Ten years, he was an hospital orderly. I wish I could recount the stories he told me of those days, but 'm afraid that I would maul them. I can write of my response, though. I remember visualizing "One Flew over the Cukoo's Nest". Strange, that my first thought was of a movie. More vividly, I remembered my dad, who succumbed to clinical depression in his last days. I know the smells, the colors, the sounds, the texture of the air, the sadness, the fear, the way memories of better days flood into the wretched, horrific new-now... and the suffocating pall of the bitter juxtaposition of it all... feelings that one would only want muffled in the distance of time.
Henry told me of the people.

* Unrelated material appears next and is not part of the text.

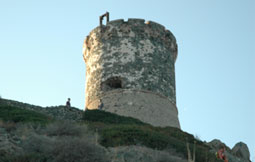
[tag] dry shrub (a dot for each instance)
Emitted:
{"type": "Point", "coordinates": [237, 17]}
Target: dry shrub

He loved the people. As he described some of them, his eyes wold tear up as we drove across town. One woman would get in his face and call him a nigger. A racist or simply out of her mind... one or the other or both? Tourette's? I said something like "...that must have been hard..." but no, Henry said that she was a good person. There was affection in his voice. I could tell that Henry saw past the abberations to the soul trapped inside the madness. The tears were for the prisoners.
Empathy.
Henry is an empath.
A good man.
Later, I heard stories from mutual friends about the former inmates of the menatl hospital who would look Henry up after they were released. henry would take them out and buy them gifts. Clothes. Jackets. Things to help them readjust to the world. Henry has seen the hard edge. He's been there.
Henry is an empath. A good man.
(This is a little one. It could fit in the palm of our hand.)
Henry is an empath. A good man.
One last story.
The other night, a constellation of ChinaTown regulars happened to find ourselves belly up to the bar. The conversation was hot and skat and everyone was enjoying each other's company. The night stretched into the wee-I mean-wee hours where everyone who was left knew they had just burned the next day down - and now that all that remains is the task of recovering from the liberties taken with such relish that spent evening. Bleary. Inhibitions demolished, restrained only from similarly destroyed motor control.
Henry got into my face. I thought, what's this? A confrontation? A vainglorious mano-a-mano peacock strut? Henry's nose was less than an inch from mine, so much so that his eyes went all Picasso, Cubist period. Blinking black ovals slid one atop the other and still Henry got closer that our noses bumped and his eyes merged into one big glistening blinking Cyclopian orb. Was he going to kiss me? Was I going to learn another, hidden side of Mr. Taylor? Or was he going to riff in another great stream of consciousness free verse? I was hoping for that.
I stood my ground, game for what ever would come (within limits). My eye must have looked the same to him, Cyclop to Cyclop. he began to tell me of his cousin. A woman he loves, a childhood friend. he told me of the connections in the family and how everyone loved her so. He spoke of how much of a good woman she was. Then he spoke of the cancer that took her away in her youth. His gigantic eye was glistening, widening. He missed her so much. He missed her so much. The eye was wet, tears streamed. "You've got to remember these people, Dennis!" Tears wet everything, his face a river delta. "You've got to pray for these people, Dennis!" I held him but I didn't dare break the Cyclopian orb. "You've got to pray for them! You have to remember them!" I thought of the people I have lost in the past decade. I thought of the people he must have helped in the mental hospital. "You're right Henry." I envied his capacity to release like that, but two of us going down that road is too much. I checked myself with a trace of shame or regret, I don't know which. One of us had to be the emotional designated driver. I tried to comfort him but I know that I came up short. I made a silent vow to find a way to pray someday, to do it right. Henry slumped back and went into another part of the room in a heap.